S’ennuyer pour mieux créer

Les premiers moments d’ennui peuvent s’avérer angoissants alors qu’aucune distraction ne s’offre à nous.
Photo: Joao Freire Unsplash Les premiers moments d’ennui peuvent s’avérer angoissants alors qu’aucune distraction ne s’offre à nous.

Nos meilleures idées surviennent souvent lorsqu’on s’y attend le moins : en se brossant les dents, en promenant le chien, en lavant la vaisselle. Des tâches pour le moins ennuyantes ! Et si l’ennui était la clé pour stimuler notre créativité ?

Tout le monde fuit l’ennui. Dès qu’un moment d’attente s’étire ou qu’une tâche s’avère monotone, l’envie est forte de se tourner vers une activité stimulante et motivante.

Au travail, l’ennui est relié à une insatisfaction, une baisse de la performance, à une augmentation du stress et se révèle être une cause d’absentéisme. À l’école, les élèves qui s’embêtent obtiennent des résultats scolaires plus faibles en plus d’être exposés à des risques de décrochage scolaire.
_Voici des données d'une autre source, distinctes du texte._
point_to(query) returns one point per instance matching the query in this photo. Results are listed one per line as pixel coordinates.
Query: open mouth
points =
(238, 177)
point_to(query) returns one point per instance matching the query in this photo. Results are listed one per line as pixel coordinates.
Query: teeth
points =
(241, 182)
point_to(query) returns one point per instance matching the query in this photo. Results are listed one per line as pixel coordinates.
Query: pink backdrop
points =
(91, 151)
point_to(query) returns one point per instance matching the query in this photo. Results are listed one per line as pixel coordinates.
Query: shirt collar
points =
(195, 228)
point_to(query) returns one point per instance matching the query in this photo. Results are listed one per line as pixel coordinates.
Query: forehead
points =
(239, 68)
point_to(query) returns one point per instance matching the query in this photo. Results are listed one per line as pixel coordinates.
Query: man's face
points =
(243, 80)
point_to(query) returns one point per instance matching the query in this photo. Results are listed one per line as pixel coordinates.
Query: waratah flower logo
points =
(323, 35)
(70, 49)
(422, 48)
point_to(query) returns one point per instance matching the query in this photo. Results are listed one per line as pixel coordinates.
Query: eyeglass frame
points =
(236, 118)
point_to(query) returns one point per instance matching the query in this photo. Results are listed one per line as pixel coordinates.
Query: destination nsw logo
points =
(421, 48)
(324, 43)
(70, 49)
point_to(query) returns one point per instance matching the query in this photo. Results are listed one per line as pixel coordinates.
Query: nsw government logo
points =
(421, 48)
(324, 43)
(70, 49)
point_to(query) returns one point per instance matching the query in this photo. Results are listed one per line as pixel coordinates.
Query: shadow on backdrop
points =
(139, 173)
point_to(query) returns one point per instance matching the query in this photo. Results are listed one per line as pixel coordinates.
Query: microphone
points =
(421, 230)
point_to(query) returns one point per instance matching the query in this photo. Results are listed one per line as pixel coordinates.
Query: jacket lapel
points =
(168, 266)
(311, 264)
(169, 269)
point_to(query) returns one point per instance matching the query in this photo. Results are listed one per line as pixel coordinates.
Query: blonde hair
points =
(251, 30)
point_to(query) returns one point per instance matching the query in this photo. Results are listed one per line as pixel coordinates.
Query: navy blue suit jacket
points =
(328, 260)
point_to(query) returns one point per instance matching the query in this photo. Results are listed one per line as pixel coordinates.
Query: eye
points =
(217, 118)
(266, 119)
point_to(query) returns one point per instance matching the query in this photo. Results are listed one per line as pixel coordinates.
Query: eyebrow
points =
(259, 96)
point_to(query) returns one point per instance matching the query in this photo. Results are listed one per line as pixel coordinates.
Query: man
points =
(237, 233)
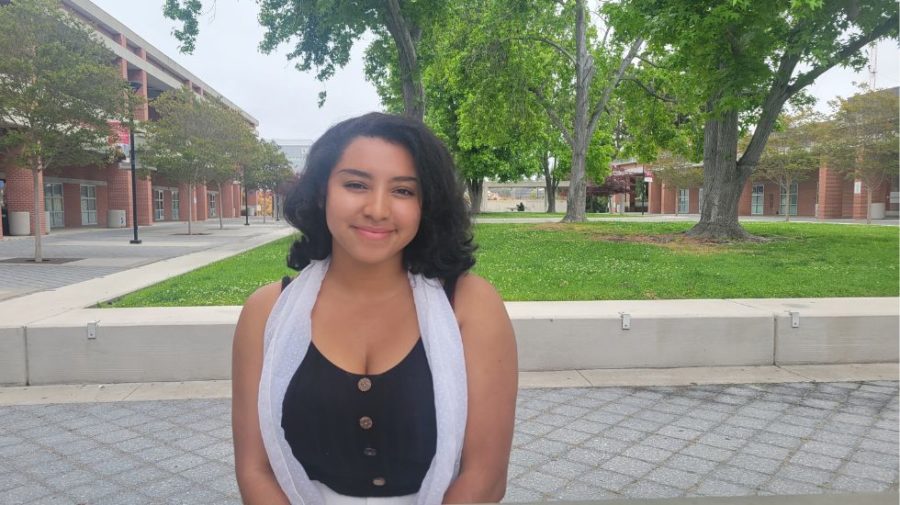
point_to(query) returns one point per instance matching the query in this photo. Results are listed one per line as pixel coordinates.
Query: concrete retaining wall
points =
(174, 344)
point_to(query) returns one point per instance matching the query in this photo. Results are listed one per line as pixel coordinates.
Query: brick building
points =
(827, 194)
(89, 196)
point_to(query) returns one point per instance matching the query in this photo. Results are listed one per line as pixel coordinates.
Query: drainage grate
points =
(49, 261)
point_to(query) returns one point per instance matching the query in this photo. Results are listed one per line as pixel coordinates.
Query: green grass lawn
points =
(612, 260)
(556, 215)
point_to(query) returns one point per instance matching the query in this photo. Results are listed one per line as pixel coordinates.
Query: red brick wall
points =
(167, 205)
(806, 198)
(831, 188)
(668, 200)
(202, 208)
(847, 199)
(226, 199)
(118, 196)
(145, 201)
(744, 200)
(20, 194)
(654, 204)
(237, 200)
(102, 206)
(184, 199)
(72, 204)
(694, 201)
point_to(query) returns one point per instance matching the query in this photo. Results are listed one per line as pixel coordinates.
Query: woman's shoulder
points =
(475, 298)
(260, 303)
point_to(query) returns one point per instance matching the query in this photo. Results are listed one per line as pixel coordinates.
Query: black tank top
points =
(363, 435)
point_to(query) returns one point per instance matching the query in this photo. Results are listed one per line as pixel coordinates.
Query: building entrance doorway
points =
(53, 203)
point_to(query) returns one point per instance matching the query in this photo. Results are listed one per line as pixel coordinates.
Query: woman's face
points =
(373, 202)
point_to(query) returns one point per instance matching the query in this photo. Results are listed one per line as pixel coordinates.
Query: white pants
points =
(332, 498)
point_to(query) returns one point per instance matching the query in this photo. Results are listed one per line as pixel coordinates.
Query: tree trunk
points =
(219, 203)
(191, 198)
(549, 184)
(475, 187)
(584, 74)
(787, 202)
(38, 211)
(723, 181)
(868, 204)
(405, 38)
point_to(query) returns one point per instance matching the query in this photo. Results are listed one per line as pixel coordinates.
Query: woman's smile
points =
(373, 233)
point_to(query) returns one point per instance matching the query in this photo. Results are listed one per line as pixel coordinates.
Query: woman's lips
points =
(373, 233)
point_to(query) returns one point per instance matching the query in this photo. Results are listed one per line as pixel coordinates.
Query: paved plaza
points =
(98, 252)
(570, 444)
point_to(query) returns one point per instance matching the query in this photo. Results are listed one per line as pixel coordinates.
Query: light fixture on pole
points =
(135, 86)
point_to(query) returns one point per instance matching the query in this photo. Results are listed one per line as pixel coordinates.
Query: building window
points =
(212, 196)
(683, 200)
(792, 207)
(756, 199)
(53, 203)
(176, 206)
(159, 211)
(88, 205)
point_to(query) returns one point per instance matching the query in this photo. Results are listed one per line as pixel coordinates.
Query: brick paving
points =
(103, 251)
(569, 444)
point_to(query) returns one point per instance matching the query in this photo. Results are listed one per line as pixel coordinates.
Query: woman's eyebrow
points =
(366, 175)
(355, 172)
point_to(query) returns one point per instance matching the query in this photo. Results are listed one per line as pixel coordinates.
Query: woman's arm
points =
(492, 375)
(254, 475)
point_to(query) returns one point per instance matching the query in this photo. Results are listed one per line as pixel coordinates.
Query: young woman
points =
(384, 373)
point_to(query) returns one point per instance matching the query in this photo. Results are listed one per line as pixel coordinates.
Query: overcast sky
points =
(284, 100)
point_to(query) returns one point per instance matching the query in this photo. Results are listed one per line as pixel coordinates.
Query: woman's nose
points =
(378, 205)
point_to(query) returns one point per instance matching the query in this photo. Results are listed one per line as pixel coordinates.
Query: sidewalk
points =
(692, 218)
(588, 443)
(99, 252)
Devant ces conséquences indésirables, pourquoi ressentons-nous l’ennui ? L’explication se trouverait dans l’évolution de l’espèce humaine. « Si nous étions constamment excités par toutes les petites choses qui se produisent autour de nous, chacun serait préoccupé par des stimuli mineurs sans nécessairement rester à l’affût des menaces réelles », constate Sandi Mann, une chercheuse du Royaume-Uni spécialisée dans la science de l’ennui.

Mais ce ne serait pas son unique fonction. « L’ennui est aussi un appel au changement et une motivation pour passer à l’action. Il nous rappelle que ça ne tourne pas rond et que des changements doivent être apportés. » L’inconfort fournirait donc l’élan nécessaire pour nous aider à sortir de notre abattement. « Quand on s’ennuie en exécutant une tâche, on recherche quelque chose pour nous stimuler. Nous essayons donc de trouver cette stimulation en laissant notre esprit errer. Nous commençons à rêvasser et à permettre à d’autres connexions de se faire dans notre subconscient. Cela stimule la créativité », constate Sandi Mann dans l’ouvrage Bored and Brilliant, publié en 2017 sous la plume de Manoush Zomorodi.
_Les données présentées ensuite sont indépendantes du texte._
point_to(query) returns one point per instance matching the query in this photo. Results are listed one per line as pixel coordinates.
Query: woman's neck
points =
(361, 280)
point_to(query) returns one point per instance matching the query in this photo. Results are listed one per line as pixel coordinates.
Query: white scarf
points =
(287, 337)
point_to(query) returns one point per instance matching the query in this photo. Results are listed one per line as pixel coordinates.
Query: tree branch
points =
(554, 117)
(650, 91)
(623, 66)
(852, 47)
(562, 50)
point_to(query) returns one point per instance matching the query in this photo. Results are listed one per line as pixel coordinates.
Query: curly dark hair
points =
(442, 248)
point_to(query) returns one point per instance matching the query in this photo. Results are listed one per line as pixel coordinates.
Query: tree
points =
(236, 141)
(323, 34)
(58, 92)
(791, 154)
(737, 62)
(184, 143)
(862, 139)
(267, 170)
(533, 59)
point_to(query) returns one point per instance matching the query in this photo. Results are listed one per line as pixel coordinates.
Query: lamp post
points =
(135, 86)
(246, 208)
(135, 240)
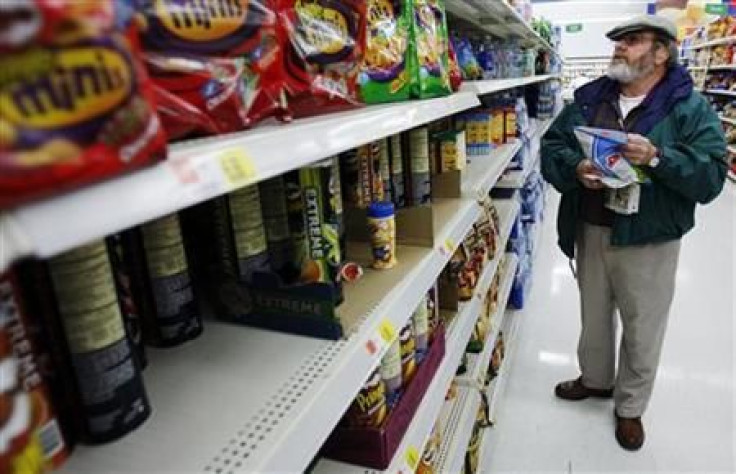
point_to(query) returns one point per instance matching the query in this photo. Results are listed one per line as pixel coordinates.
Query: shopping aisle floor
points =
(690, 424)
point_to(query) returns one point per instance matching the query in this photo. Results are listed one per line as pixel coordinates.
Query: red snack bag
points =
(76, 103)
(323, 54)
(222, 59)
(456, 76)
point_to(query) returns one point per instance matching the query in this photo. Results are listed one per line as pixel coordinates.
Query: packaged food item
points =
(369, 409)
(322, 225)
(382, 227)
(420, 322)
(603, 148)
(20, 449)
(429, 29)
(215, 64)
(396, 164)
(466, 59)
(325, 43)
(132, 317)
(453, 151)
(430, 457)
(275, 212)
(16, 325)
(408, 353)
(384, 169)
(390, 64)
(456, 76)
(112, 398)
(249, 232)
(161, 282)
(391, 372)
(77, 103)
(419, 167)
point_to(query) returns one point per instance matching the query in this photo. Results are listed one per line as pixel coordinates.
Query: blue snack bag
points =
(603, 148)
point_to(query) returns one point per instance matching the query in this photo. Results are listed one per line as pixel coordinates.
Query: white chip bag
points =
(603, 148)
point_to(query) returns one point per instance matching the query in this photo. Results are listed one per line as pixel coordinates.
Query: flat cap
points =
(642, 23)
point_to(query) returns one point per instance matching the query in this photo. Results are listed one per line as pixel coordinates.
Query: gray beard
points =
(624, 73)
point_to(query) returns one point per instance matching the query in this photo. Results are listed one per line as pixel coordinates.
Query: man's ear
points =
(661, 55)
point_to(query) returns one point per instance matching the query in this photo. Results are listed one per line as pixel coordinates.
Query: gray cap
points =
(642, 23)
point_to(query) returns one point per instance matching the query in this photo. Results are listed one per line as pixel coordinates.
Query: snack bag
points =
(603, 148)
(429, 31)
(390, 63)
(223, 62)
(325, 41)
(76, 103)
L’ennui est aussi un appel au changement et une motivation pour passer à l’action. Il nous rappelle que ça ne tourne pas rond et que des changements doivent être apportés.

Quand notre esprit se met à rêvasser, notre cerveau tombe dans un mode par défaut. Loin de se mettre en veille, il génère plutôt des pensées qui ne nous parviendraient pas si notre esprit était toujours occupé. Nous en savons toutefois très peu sur cette émotion rarement étudiée et généralement désagréable. Elle s’avère même en voie d’extinction alors que nous sommes assaillis par de nombreux stimuli quotidiennement. L’omniprésence des appareils électroniques n’est pas anodine à cette situation, alors que nous sommes toujours à un doigt de fuir l’ennui grâce à notre téléphone intelligent ou à notre tablette électronique. L’envie est grande de tromper la platitude.

Une question d’attention

Contrairement à ce que l’on pense, l’ennui ne signifie pas seulement n’avoir rien à faire. « L’ennui est plutôt l’expérience frustrante de vouloir, mais de ne pas pouvoir entreprendre une activité satisfaisante », précise le chercheur Mark Fenske, professeur agrégé de psychologie à l’Université de Guelph.

Selon lui, l’ennui est donc étroitement lié à notre capacité d’attention. Du moins, c’est la conclusion d’une étude de l’Université York à Toronto à laquelle il a participé. Si quelque chose nous distrait pendant que l’on exécute une activité qui demande de la concentration, nous serons plus susceptibles de trouver l’activité ennuyante. Par exemple, un article plutôt divertissant le sera beaucoup moins si la télévision joue dans la pièce voisine ou que des gens chuchotent à la table à côté dans un café. Ce n’est donc pas l’activité en soi qui s’avérerait ennuyante, mais les perturbations de l’environnement qui nous empêcheraient de focaliser notre attention sur la tâche à accomplir.

Apprivoiser l’ennui

Les premiers moments d’ennui peuvent s’avérer angoissants alors qu’aucune distraction ne s’offre à nous. Une étude publiée en 2014 a démontré à quel point nous cherchons à fuir l’ennui, et ce, par tous les moyens. Un groupe d’étudiants était invité à s’isoler pendant 15 minutes afin de réfléchir, sans rien pour se distraire. S’ils le souhaitaient, ils pouvaient activer un bouton pour recevoir une décharge électrique. L’ennui fut si insupportable que le tiers des hommes et le quart des femmes se sont octroyé des décharges. L’un des participants s’en est même donné près de 200 !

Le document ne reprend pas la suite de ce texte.